どんまい

いろいろあるけれど、それでいい

生活に支障をきたすくらい、面白かった

 導入用コンテンツねえ、特殊なホッチキスを買ったから、自分でも手作りでZINEを作ってみるのも良いかも、と私は、一人、コメダで、考え、いくつかのアイデアが思い浮かんだ。

 携帯電話で、2019年の読書記録を確認し、タイトルを考え、タイトルを考えるのが、これまた、むずいんだよなあ、と考えあぐね、タイトルが決まらず、作らないパターンもあり得ると思った。

 こうしてアイデアを考えたり、松永K三蔵『バリ山行』を読んで過ごした。

 『バリ山行』は、Xで、たまたま見かけ、「生活に支障をきたすくらい、面白かった」という帯の言葉に吸い寄せられ、読みたい、と思った。生活に支障をきたすくらい、という言葉に力があった。

 三分の二ほど読み終わったのだが、主人公の波多さんは、会社の仲間たちとピクニックのような登山をするようになり、その集まりに滅多に参加しない妻鹿さんが参加した。妻鹿さんは、とっつきにくい、物静かで、職人気質の人で、私は、職場に妻鹿さんのような人がいても、どう声をかけて良いかわからず、結局、声をかけないだろう、と思った。登山もしないか。

 妻鹿さんは、バリ山行をしていた。バリって何?と思って読み進めると、バリというのは、バリエーションルートの略らしく、通常の登山道ではない道を行く。破線ルートと呼ばれる熟練者向きの難易度の高いルートや廃道。そういう道やそこを行くことを指すという。

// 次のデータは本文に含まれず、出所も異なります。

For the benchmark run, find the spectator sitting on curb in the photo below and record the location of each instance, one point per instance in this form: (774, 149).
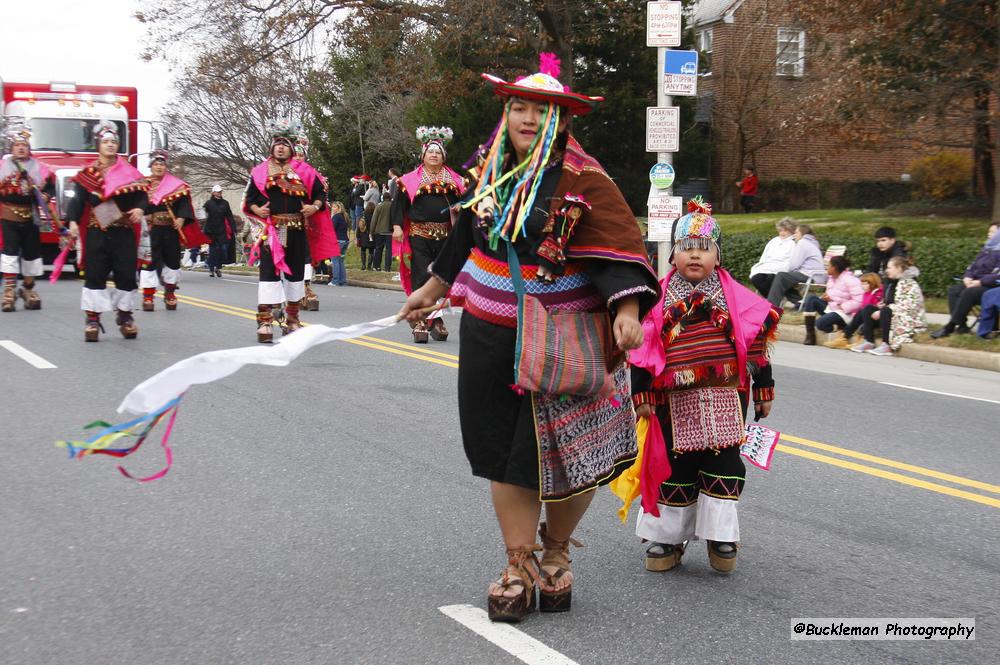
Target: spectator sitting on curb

 二人が勤めていた会社は経営が悪化し、人員整理も話題として上がるような状態となるのだが、波多さんの担当する業務で、トラブルがあり、妻鹿さんに相談し、助けてもらう。波多さんは、それがきっかけというか、妻鹿さんにバリ山行に連れて行って欲しいと、お願いをし、実現をする。

 

「会社がどうなるかとかさ、そういう恐怖とか不安感ってさ、自分で作り出してるもんだよ。それが増殖して伝染するんだよ。今、会社でもみんなちょっとおかしくなってるでしょ。でもそれは予測だし、イメージって言うか、不安感の、感でさ、それは本物じゃないんだよ。まぼろしだよ。だからね、だからやるしかないんだよ、実際に」

松永K三蔵『バリ山行』p115

 

 妻鹿さん、かっこいいよ。私は、職場に妻鹿さんがいても、どう声をかけて良いかわからず、結局、妻鹿さんが魅力的な人なのに、その魅力にも気づかないだろうな、と思ったけれど、そんな妻鹿さんのように、一人で平気みたいな人に、私はすでに出会っている、と顔が浮かんで、嬉しくなったのだった。波多さんは、妻鹿さんのことを、この人は、少しおかしいのかも知れない、と言っていたけど、確かに、そういう人は、周りからは変わっているだったり、ちょっと変みたいなことを言われるけど、それは、周りに無理に合わせていないだけであって、自分の頭で考えているからだったりする。

 

「なんかねえ、バリをやってるといろんなことを考えちゃうんだよ。で、それでも確かなもの、間違いないものってさ、目の前の崖の手掛かりとか足掛かり、もうそれだけ。それにどう対処するか。これは本物。どう自分の身を守るか、どう切り抜けるか。こんな低山でも、判断ひとつ間違えばホントに死ぬからね。もう意味とか感じとか、そんなモヤモヤしたものじゃなくてさ。だからとにかく実体と組み合ってさ、やっぱりやるしかないんだよ」

松永K三蔵『バリ山行』p116

 

 私も、想像の中で、バリ山行をしていて、妻鹿さんの言葉を覚えていたいと思った。波多さんが、死にそうになって、そういうこともあったからなのか、妻鹿さんに言っちゃいけないような言葉を言ってしまい、重い空気のなか、私も沈黙して、二人を見守った。その時の妻鹿さんの対応だったり、物語の終わり方が、私の好みで、妻鹿さんも好きだし、『バリ山行』も好き、と読み終わったのだった。